A part of me expected the conference to focus on feminism, but it was less about any ideology than it was about the experiences of secular women. Sikivu Hutchinson spoke of a unique pressure that society puts on women and minorities to be religious. As an African American woman, she had seen first hand how religion permeates both of these communities and how little the secular activists do about it. Being a woman who had both attended school and taught in an urban public school system, I despondently realized how true her observations were, making a mental note to do more volunteer work in Detroit with my SSA group. Bernice Sandler gave a talk about how women and men are treated differently and expect to act differently, especially in the workplace. When she asserted that women generally aren't expected to speak with the power and authority, it became clear to me why the thought of being a student leader made me so nervous. It also became clear though, that each and every woman who spoke at that conference had overcome that unfair societal expectation. This realization gave me hope that I would some day be able to do the same.

Though each charismatic and insightful speaker touched me in their own way, the presentation that touched me the most was Annie Laurie Gaylor's talk on the history of freethinking women. Gaylor had compiled an extensive collection of information on women who had been outspoken critics of religious dogma from the 1800s up until the present day. She projected a picture of each woman onto the screen and told her story. These women were writers, social critics, political activists and average people who simply dared to question the beliefs that they had been raised with. Many of them struggled or died for their beliefs. Never before had I heard the history that was being laid out before at this conference. I could feel tears begin to form as I realized that I, along with every other woman in that room, was a protagonist in the next chapter of that history. I, the newly elected student activist, was now a part of a proud and powerful tradition of women in the Secular Movement.

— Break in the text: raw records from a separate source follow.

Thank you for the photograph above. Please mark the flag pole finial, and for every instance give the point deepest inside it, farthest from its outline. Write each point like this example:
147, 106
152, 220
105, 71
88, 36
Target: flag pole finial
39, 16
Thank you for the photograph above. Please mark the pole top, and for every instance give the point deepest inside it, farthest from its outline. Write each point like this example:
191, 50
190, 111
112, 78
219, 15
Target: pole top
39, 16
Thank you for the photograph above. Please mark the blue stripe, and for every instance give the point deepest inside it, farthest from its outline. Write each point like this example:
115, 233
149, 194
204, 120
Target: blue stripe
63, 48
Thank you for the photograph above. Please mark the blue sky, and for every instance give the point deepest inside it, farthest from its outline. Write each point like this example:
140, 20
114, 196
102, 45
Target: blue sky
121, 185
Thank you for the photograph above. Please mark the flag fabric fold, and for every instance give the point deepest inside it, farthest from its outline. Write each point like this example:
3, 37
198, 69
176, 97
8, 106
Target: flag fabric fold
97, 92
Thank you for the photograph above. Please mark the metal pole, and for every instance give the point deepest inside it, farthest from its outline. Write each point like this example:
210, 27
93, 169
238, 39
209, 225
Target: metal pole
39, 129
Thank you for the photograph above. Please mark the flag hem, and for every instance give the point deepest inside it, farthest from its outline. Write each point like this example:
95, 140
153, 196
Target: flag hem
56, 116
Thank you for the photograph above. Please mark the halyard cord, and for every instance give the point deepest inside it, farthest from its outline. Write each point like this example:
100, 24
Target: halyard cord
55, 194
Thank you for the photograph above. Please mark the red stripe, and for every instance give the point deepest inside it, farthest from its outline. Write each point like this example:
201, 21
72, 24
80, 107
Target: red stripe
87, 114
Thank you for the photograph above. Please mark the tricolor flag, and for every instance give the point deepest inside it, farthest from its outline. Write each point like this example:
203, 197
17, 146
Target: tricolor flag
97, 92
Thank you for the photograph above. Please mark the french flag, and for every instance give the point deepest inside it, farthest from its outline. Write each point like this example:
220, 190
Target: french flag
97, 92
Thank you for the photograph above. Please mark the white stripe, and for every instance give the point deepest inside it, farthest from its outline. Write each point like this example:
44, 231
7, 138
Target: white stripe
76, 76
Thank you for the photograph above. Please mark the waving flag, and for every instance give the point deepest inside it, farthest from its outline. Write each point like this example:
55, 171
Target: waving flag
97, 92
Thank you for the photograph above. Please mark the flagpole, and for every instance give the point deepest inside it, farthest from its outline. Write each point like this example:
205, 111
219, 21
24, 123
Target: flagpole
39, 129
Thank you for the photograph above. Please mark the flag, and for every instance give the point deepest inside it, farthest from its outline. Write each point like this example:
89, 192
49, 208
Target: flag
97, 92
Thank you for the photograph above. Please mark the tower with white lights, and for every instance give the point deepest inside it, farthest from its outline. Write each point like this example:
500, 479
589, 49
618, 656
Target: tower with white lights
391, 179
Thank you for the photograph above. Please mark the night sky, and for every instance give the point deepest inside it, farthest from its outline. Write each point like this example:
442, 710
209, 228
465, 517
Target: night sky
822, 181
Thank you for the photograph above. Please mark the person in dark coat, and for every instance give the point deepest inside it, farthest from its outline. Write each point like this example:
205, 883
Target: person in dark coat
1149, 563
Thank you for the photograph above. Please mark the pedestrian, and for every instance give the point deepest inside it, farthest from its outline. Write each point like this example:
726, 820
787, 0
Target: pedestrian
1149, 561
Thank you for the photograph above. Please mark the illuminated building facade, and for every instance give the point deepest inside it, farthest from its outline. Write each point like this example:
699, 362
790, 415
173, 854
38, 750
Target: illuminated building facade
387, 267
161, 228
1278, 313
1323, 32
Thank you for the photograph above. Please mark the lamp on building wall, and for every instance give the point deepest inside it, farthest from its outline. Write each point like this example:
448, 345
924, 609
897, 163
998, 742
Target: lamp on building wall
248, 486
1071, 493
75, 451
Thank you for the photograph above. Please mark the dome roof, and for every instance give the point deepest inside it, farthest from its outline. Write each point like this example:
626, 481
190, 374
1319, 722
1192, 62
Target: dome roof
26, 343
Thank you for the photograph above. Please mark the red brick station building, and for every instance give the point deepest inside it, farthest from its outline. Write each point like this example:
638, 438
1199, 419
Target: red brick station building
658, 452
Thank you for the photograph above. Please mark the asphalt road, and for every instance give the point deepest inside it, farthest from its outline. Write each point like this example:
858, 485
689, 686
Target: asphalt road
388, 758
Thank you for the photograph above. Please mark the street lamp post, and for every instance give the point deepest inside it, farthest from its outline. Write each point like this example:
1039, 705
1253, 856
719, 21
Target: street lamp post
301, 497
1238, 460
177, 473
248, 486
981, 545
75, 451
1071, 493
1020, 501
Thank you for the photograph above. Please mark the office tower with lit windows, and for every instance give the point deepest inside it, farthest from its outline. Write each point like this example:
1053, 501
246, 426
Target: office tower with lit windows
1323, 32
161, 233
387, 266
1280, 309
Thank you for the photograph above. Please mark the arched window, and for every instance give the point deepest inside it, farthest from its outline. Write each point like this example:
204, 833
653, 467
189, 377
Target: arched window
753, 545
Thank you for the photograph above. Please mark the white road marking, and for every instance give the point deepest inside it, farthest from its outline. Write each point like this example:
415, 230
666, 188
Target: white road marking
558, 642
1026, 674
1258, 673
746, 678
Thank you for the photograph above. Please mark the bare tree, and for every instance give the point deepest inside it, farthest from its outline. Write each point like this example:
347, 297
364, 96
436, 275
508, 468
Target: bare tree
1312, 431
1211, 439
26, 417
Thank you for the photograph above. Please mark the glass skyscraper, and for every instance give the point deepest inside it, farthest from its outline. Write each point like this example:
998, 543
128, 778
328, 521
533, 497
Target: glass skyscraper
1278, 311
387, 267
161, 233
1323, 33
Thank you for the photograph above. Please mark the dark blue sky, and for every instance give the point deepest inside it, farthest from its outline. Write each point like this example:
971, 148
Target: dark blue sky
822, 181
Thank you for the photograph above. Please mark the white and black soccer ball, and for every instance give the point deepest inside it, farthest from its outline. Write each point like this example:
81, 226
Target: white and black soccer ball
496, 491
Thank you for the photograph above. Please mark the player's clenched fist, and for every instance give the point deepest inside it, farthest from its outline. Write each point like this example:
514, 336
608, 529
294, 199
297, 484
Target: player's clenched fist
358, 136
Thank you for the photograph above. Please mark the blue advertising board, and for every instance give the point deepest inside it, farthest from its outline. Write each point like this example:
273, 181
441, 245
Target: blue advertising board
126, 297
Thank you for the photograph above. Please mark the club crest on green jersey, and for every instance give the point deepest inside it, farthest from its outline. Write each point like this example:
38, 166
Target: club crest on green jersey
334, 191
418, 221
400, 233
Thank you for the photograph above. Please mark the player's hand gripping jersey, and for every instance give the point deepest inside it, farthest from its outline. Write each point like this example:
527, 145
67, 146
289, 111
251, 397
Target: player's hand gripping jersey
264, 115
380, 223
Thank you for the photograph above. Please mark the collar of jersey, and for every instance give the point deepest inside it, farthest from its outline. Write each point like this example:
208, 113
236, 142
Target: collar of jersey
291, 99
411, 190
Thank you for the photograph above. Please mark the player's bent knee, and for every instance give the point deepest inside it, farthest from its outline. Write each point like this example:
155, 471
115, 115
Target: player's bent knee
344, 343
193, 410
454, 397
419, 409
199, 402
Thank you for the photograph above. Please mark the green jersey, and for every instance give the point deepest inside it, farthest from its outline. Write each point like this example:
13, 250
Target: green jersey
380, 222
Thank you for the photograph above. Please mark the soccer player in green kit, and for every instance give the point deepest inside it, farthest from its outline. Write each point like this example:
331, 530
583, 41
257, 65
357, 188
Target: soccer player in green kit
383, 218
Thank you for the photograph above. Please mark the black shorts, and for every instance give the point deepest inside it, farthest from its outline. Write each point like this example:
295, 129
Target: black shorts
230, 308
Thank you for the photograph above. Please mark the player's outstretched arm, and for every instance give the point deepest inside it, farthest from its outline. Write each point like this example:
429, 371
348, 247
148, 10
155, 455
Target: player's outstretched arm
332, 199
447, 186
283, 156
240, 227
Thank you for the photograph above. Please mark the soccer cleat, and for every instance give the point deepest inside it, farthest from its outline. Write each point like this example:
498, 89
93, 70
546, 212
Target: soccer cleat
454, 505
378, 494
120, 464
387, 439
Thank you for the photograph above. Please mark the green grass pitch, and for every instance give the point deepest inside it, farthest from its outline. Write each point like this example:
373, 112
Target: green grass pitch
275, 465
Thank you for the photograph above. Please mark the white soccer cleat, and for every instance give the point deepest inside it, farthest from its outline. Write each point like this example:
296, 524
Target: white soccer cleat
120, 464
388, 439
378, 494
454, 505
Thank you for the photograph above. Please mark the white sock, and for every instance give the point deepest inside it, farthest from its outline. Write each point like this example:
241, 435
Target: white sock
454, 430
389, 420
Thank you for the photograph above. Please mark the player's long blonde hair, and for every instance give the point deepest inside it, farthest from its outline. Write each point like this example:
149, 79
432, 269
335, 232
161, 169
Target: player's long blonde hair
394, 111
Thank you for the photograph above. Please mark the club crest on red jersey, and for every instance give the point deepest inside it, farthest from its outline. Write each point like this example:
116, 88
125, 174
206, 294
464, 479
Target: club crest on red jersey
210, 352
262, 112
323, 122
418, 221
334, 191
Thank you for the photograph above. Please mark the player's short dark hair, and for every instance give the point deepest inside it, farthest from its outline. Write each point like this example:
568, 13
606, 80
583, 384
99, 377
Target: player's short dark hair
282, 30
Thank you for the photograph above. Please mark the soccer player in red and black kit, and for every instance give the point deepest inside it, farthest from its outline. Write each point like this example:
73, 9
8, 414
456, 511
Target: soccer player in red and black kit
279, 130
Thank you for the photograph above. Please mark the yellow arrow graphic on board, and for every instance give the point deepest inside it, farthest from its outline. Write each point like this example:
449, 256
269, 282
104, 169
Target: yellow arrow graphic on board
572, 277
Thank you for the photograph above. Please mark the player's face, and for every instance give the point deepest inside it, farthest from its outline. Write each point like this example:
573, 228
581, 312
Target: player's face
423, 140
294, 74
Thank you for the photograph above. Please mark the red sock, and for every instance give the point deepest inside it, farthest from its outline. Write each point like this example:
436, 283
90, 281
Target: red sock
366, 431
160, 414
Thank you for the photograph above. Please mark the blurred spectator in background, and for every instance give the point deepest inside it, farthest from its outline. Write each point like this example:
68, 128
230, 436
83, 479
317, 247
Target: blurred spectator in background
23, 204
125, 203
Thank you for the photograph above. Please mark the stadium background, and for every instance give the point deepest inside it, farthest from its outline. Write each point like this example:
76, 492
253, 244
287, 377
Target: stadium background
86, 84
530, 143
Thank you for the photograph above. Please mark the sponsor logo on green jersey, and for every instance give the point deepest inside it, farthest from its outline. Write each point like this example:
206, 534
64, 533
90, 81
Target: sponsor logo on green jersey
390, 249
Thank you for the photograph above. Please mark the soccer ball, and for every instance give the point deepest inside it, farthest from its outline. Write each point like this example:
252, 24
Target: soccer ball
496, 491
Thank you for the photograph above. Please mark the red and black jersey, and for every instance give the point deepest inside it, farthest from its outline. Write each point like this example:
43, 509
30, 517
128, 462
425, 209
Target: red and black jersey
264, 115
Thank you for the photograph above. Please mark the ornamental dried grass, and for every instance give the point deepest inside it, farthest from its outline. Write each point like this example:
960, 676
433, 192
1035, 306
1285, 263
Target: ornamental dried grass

I sincerely wish that every young secular activist could have the experience that I did in that moment.

I returned to my student group with a renewed passion for the Movement. I was keenly aware that there was so much left to do in order to make this country and this world a better place for nonbelievers, especially nonbelieving women and minorities. I wanted to become the kind of student leader who would make proud the secular women who came before me. I wanted to become the kind of activist who would help create a better world for the secular women to come.